The prime minister is suddenly looking like a throwback to Tony Abbott, health minister, when he was fighting trenchantly against losing ministerial power over the abortion drug RU486.
Driven by the wish to keep the support of Liberal conservatives, on whom his leadership depends, and by his personal moral views, Abbott appears to be digging in against giving parliament a chance to consider same-sex marriage. He would thereby deny his party the opportunity to decide whether this should be a conscience matter for Liberal MPs.
Worse, Abbott is trying to do this by trickiness, suggesting the cross-party bill to be brought forward by Liberal MP Warren Entsch is likely to die the natural death of most private members’ bills. And that is despite giving the go-ahead to Entsch for negotiations on such a bill, and leaving the public impression that he would play fair on the issue. His critics are already seeing it as Abbott going back on his word.
Abbott lost – in a parliamentary free vote and despite using the odd dodgy tactic – over RU486. But the outcome in the same-sex marriage fight is unpredictable.
The stakes are high for Abbott. If the conservatives lose, they would blame him for failing to hold the line. But if same-sex marriage is held off, the Coalition will hand Bill Shorten a useful popular issue for the election. Abbott may think it is marginal, but quite a few people care about it – especially younger voters.
The battle in the next few weeks is likely to be ugly. Senate leader Eric Abetz has kicked off what will be a ferocious campaign from conservatives. He warned of opening a Pandora’s box, in which he sees polyamory residing. With a dig at those who say we live in the “Asian century”, he asked “how many Asian countries have redefined marriage?” He noted the strong grassroots feeling in the party in favour of the status quo – something that would be feeding up to Abbott as well.
It is ridiculous to say these frontbenchers should resign – not least because it would be a disaster for the government if they did.
Abetz said frontbenchers had a duty to support the present Liberal policy against same-sex marriage. His message was clear to those who could not: he recalled that when in opposition he had opposed the emissions trading scheme policy, “I did the honourable thing and I resigned from the frontbench”.
Much will rest on how ministerial proponents of same-sex marriage – and in the first instance a conscience vote – conduct themselves. They include Malcolm Turnbull, Marise Payne, Simon Birmingham and Josh Frydenberg. Their voices are needed to give some spine to more fainthearted colleagues – MPs who would lean to a conscience vote but are susceptible to scare tactics.
It is ridiculous to say these frontbenchers should resign – not least because it would be a disaster for the government if they did. They will need, but may not have, political courage and a good strategy. In terms of the former, they might take a lesson from Abbott’s sister Christine Forster, who is campaigning widely for change. Forster is both a Liberal and close to her brother. Her position can’t be easy.

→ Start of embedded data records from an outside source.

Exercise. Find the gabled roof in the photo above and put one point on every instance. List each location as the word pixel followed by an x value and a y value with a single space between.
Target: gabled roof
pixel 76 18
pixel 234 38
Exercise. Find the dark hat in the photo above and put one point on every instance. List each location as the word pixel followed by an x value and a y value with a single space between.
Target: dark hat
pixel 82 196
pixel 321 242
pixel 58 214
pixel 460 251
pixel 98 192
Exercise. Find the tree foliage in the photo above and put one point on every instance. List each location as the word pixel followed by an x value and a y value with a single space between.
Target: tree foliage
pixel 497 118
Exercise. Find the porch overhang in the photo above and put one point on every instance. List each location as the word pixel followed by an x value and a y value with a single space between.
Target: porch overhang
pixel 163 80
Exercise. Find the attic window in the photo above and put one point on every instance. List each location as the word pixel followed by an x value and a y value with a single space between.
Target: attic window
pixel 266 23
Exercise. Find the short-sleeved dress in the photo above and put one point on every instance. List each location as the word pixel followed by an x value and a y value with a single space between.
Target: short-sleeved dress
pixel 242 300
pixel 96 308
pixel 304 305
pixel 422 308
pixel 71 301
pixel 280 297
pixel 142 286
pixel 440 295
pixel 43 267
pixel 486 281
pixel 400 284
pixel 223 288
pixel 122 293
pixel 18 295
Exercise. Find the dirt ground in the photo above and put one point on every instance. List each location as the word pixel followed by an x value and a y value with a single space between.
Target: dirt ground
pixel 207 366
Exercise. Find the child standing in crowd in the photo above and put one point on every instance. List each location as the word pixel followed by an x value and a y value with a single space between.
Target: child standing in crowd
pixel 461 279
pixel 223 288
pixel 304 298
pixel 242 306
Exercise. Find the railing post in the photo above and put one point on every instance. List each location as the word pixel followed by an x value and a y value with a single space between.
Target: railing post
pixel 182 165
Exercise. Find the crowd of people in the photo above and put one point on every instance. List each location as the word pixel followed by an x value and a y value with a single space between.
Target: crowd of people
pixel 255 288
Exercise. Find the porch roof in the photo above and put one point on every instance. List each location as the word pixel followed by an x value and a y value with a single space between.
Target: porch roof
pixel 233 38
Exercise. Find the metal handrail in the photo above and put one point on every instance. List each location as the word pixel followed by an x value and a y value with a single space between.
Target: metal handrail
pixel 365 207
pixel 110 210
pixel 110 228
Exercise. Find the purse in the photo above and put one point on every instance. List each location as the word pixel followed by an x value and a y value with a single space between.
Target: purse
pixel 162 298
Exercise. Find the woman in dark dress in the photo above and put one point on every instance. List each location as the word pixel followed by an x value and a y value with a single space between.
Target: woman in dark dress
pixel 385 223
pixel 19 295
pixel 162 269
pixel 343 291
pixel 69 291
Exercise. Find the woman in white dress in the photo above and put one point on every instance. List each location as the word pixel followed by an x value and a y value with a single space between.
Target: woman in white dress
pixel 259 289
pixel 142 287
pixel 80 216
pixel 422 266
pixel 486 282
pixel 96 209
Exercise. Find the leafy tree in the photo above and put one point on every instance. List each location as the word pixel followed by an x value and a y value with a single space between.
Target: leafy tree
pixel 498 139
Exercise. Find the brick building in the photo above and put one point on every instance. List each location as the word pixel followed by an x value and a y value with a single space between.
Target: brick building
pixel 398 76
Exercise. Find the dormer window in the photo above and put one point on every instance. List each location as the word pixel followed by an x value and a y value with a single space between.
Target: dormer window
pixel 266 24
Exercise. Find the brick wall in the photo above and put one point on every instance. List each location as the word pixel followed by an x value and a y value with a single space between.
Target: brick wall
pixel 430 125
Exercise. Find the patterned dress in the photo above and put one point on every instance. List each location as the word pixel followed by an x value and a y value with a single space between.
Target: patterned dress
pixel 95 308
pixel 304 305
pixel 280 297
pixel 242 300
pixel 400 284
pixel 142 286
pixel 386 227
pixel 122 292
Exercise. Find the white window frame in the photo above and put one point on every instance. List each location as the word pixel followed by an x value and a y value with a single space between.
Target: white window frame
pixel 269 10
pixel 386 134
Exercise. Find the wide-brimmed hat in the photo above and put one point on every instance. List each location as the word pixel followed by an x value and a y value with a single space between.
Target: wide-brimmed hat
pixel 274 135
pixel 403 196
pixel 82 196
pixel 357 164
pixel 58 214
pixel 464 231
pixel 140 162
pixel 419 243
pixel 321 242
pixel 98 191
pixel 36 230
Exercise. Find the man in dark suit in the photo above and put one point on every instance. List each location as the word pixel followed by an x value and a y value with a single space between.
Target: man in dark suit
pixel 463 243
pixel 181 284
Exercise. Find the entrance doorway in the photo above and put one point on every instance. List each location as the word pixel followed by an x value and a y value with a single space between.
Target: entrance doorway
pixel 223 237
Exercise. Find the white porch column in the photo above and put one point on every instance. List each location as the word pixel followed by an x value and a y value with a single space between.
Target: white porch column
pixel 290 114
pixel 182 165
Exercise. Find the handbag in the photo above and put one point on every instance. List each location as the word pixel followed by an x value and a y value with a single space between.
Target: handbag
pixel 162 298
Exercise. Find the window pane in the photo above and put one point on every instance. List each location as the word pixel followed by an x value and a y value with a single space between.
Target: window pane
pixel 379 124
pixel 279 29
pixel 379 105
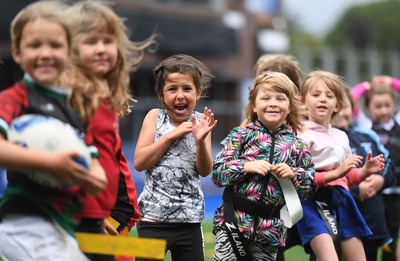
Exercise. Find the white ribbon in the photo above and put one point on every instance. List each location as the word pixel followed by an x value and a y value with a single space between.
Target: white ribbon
pixel 292 211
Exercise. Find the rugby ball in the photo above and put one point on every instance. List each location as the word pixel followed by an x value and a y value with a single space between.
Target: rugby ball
pixel 47 134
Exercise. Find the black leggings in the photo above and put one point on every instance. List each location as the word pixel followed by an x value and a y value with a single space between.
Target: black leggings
pixel 184 240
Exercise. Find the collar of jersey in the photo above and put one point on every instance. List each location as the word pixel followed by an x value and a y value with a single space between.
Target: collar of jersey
pixel 51 90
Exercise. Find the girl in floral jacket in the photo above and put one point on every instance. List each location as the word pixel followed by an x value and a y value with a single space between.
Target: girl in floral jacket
pixel 248 164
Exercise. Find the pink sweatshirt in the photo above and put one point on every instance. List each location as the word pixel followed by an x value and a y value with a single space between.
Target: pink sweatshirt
pixel 329 148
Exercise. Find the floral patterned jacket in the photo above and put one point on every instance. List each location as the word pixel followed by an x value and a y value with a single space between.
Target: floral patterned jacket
pixel 255 142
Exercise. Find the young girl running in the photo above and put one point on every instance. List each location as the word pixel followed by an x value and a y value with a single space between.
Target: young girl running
pixel 324 95
pixel 174 149
pixel 104 56
pixel 250 161
pixel 37 222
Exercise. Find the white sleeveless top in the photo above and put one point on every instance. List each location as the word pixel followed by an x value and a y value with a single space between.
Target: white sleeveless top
pixel 172 189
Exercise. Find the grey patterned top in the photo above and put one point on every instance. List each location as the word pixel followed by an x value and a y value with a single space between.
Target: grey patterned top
pixel 172 189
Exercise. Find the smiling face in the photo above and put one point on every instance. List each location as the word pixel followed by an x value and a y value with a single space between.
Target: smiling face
pixel 43 51
pixel 321 103
pixel 381 107
pixel 271 107
pixel 345 116
pixel 98 52
pixel 179 97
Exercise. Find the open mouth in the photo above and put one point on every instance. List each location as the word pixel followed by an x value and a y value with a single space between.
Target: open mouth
pixel 180 107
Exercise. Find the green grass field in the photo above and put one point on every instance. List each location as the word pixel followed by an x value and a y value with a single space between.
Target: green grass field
pixel 295 253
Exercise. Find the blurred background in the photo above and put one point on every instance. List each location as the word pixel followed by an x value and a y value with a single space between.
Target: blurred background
pixel 353 38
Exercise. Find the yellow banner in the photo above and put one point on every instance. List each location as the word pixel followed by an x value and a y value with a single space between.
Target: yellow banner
pixel 122 246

Abbott seems, as a first option, to be looking to try to bury the bill rather than gamble on defeating it. “It’s quite unusual for private members’ bills to come on for debate and vote in the parliament,” he said on Thursday. He’s always maintained that a partyroom decision on the conscience question would only arise when a parliamentary vote was imminent.
The government has the numbers in the committee that prioritises legislation to cut the bill off in its early stages. But Abbott would probably find that annoyed backbenchers raised the issue in the partyroom anyway. Would Entsch and fellow Liberal sponsor Teresa Gambaro relish being hung out to dry after they had followed instructions? One way or another, a party room debate seems likely, whatever Abbott’s attitude. Abbott would look more leader-like if he facilitated it.
How the partyroom numbers would fall out on the conscience issue is anybody’s guess; if the Liberals had a conscience vote, the numbers in parliament would still be uncertain.
One argument being invoked – that same-sex marriage is a distraction from the government’s priorities of economic and national security – is a furphy. The political menu has multiple issues; parliament has time enough to deal with them.
A few weeks ago, some Liberals were relishing the division in Labor between those wanting to preserve their conscience vote on same-sex marriage and those saying ALP MPs should be bound. The party’s national conference later this month is due to vote on that.
In one of those embarrassing twists that politics often brings for those exhibiting too much hubris, Coalition MPs find themselves embroiled in a much more serious split on same-sex marriage.
In Thursday’s news conference Abbott said that he could only remember in the 21 years he had been in parliament two or three occasions when a private member’s bill had come on for debate and a vote. Presumably one he remembers very well is that on RU486, which passed in February 2006. He might also recall that John Howard agreed to bring that bill to a vote and allow his MPs a free vote. Howard himself then voted against the bill.
Michelle Grattan is a professorial fellow at the University of Canberra.